In December 1998, three unions at the Transnet parastatal combined, in line with COSATU’s call for unions to consolidate in order to boost their bargaining power, to form the SA Transport and Allied Workers’ Union (SATAWU), bringing together 47 000 workers. The unions which joined were the SA Railways and Harbours Workers’ Union (SARHWU), the Black Transnet Allied Trade Union (BLATU), and the Transnet Allied Trade Union. The interesting thing is that SARHWU was a COSATU affiliate, BLATU was a NACTU affiliate and Transnet Allied was an independent union. It is the first time in years that COSATU and NACTU have combined forces, so perhaps we are starting to see a move towards a merging of union federations plus unaligned unions. In June, the new SATAWU mega-union is set to merge with the militant Transport and General Workers’ Union (TGWU) to form another giant, this time with 100, 000 members.


Another merger in the pipeline is between the National Education, Health and Allied Workers’ Union (NEHAWU) and the SA Public Servants Union. The Police and Prisons Civil Rights Union (POPCRU) is also expected to participate in talks aimed at forging a public sector mega-union. And the 139 000-member Food and Allied Workers’ Union (FAWU) which conducted an eight-week strike last year, has indicated it wants to merge with the SA Commercial, Catering and Allied Workers’ Union (SACCAWU) which split from it several years ago.
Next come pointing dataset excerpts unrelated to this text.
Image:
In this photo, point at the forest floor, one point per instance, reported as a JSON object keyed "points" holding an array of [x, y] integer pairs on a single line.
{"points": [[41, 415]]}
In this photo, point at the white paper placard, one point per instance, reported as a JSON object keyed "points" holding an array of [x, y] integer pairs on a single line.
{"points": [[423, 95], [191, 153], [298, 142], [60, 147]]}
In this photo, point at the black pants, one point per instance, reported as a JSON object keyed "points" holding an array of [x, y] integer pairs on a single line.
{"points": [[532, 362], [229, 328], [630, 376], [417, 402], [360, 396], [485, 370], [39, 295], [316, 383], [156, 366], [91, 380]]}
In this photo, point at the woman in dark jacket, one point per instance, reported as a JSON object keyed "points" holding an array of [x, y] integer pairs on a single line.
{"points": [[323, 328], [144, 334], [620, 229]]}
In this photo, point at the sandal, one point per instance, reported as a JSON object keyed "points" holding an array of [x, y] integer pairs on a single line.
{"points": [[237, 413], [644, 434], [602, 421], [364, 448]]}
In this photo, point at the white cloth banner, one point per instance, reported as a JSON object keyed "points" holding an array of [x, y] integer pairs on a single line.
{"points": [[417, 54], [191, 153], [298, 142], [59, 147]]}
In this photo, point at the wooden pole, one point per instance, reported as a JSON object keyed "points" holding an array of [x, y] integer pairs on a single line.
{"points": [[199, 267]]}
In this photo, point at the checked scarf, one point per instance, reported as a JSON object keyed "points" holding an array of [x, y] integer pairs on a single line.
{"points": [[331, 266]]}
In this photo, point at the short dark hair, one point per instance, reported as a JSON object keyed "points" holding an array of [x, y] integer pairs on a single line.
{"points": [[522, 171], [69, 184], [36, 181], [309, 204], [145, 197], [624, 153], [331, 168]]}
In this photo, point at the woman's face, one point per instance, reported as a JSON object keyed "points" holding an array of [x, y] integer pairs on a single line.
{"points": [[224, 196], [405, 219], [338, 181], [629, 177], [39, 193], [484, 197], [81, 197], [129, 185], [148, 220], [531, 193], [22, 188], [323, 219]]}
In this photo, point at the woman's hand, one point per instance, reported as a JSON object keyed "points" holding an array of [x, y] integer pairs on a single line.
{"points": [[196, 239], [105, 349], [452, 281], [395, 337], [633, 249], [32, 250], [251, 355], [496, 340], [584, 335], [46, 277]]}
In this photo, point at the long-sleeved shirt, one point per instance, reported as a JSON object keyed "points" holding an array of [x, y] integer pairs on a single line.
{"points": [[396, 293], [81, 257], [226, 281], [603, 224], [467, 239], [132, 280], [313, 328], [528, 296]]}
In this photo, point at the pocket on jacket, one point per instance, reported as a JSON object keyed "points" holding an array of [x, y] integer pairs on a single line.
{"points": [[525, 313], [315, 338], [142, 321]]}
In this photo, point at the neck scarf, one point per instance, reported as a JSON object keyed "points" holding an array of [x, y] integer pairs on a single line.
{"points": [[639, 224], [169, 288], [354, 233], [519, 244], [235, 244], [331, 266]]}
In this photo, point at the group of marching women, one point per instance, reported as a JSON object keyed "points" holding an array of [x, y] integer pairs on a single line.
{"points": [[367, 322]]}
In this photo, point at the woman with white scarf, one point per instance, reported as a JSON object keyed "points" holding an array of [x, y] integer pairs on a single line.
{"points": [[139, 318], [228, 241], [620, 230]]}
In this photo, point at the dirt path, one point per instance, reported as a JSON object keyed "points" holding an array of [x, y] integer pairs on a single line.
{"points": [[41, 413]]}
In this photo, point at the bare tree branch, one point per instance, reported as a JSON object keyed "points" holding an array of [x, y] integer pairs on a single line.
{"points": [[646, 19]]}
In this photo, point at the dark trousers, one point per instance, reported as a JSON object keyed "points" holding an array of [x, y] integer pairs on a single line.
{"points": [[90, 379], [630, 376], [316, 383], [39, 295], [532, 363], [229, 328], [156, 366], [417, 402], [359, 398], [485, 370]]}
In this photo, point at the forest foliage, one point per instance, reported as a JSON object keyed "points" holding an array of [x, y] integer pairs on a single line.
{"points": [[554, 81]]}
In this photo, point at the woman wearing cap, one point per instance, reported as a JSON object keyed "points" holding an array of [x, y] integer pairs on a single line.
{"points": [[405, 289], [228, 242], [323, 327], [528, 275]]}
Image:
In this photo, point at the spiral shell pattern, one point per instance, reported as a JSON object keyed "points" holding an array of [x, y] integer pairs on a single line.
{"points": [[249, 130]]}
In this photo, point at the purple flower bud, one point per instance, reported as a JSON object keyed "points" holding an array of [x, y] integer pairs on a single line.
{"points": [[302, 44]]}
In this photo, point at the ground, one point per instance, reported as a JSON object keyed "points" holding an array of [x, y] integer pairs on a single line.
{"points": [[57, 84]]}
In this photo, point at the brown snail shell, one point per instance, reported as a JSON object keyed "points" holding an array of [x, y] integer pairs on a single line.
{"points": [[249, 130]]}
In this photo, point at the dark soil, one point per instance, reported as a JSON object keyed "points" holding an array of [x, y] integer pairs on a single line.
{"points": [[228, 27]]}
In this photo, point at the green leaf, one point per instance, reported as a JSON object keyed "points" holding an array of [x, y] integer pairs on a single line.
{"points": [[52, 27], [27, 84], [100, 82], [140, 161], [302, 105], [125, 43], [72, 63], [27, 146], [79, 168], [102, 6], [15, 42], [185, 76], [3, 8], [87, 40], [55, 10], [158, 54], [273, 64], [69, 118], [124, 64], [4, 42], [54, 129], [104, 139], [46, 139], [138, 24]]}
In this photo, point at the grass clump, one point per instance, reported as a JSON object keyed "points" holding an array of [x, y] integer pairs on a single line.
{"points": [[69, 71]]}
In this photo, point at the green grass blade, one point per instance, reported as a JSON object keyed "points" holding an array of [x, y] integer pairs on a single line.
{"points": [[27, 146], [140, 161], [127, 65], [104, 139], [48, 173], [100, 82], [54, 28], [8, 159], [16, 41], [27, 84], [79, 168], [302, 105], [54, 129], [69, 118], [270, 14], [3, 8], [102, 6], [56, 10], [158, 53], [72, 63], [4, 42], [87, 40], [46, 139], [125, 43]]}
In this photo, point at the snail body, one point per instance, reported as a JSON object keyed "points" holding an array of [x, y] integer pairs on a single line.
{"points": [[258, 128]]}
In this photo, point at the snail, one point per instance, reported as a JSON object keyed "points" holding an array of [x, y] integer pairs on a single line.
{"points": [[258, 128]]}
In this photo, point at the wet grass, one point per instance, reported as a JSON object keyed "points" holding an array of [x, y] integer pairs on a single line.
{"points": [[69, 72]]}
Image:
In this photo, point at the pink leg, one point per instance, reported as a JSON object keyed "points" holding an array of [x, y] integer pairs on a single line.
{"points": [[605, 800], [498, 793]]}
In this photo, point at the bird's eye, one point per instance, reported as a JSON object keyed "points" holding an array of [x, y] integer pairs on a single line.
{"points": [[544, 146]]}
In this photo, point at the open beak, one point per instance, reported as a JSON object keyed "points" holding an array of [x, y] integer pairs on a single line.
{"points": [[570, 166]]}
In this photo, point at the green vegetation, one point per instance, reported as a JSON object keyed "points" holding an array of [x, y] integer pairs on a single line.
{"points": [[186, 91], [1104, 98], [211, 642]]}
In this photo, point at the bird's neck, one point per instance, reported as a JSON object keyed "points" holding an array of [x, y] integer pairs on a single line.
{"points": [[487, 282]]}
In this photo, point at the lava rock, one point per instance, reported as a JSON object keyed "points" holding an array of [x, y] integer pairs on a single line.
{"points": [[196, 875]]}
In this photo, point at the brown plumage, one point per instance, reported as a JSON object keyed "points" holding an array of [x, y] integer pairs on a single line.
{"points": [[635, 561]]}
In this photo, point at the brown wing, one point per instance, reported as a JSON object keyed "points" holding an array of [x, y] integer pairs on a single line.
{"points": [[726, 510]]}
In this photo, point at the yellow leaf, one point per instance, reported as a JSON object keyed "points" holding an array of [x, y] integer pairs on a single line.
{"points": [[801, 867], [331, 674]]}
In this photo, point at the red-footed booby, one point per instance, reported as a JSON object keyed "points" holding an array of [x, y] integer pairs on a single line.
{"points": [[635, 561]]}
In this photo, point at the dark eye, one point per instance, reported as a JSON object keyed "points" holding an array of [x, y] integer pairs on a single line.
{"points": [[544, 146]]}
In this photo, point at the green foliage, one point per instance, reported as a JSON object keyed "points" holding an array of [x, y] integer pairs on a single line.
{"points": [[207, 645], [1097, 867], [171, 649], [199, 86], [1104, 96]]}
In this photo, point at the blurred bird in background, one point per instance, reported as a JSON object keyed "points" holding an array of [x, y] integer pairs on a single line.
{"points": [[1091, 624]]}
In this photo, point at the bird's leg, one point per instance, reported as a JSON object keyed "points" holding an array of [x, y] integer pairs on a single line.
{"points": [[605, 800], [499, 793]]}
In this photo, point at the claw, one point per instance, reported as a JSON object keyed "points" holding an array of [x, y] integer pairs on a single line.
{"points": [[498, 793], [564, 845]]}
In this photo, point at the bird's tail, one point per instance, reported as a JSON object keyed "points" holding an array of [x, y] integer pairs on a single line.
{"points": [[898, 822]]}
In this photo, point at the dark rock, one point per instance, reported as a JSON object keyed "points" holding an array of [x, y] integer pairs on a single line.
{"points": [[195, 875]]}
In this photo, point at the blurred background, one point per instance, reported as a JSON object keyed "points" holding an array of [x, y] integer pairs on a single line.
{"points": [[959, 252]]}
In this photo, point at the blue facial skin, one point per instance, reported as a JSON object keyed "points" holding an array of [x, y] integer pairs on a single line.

Herbert Mkhize, SACCAWU assistant secretary-general and one of those who drew up a COSATU report on mergers, correctly said that mega-unions would be able to call strikes that would shut down the bosses’ entire production line, from factory floor to retail store.


Instead of unions being hopelessly fragmented, so that you find as many as 15 unions in some workplaces, some independent, others affiliated to different federations and some even in bitter rivalry with each other, all unions in a single workplace should be joined into a single fighting organisation. Of course cleaners have different problems to clerks, but why should cleaners be in one union and clerks in another? It is foolish and divides us against ourselves. Unity is strength. South Africa’s major labour federations (COSATU, NACTU and FEDUSA) come together for meetings with the bosses in NEDLAC, but it is time that they join forces as workers and as unionists, to weld themselves into one giant federation. Only then can the workers negotiate with the bosses from a position of unchallenged strength, force those in government to stay true to democracy and move towards our real revolutionary goal: ending oppression, exploitation and economic inequality and putting real power in the hands of all our people.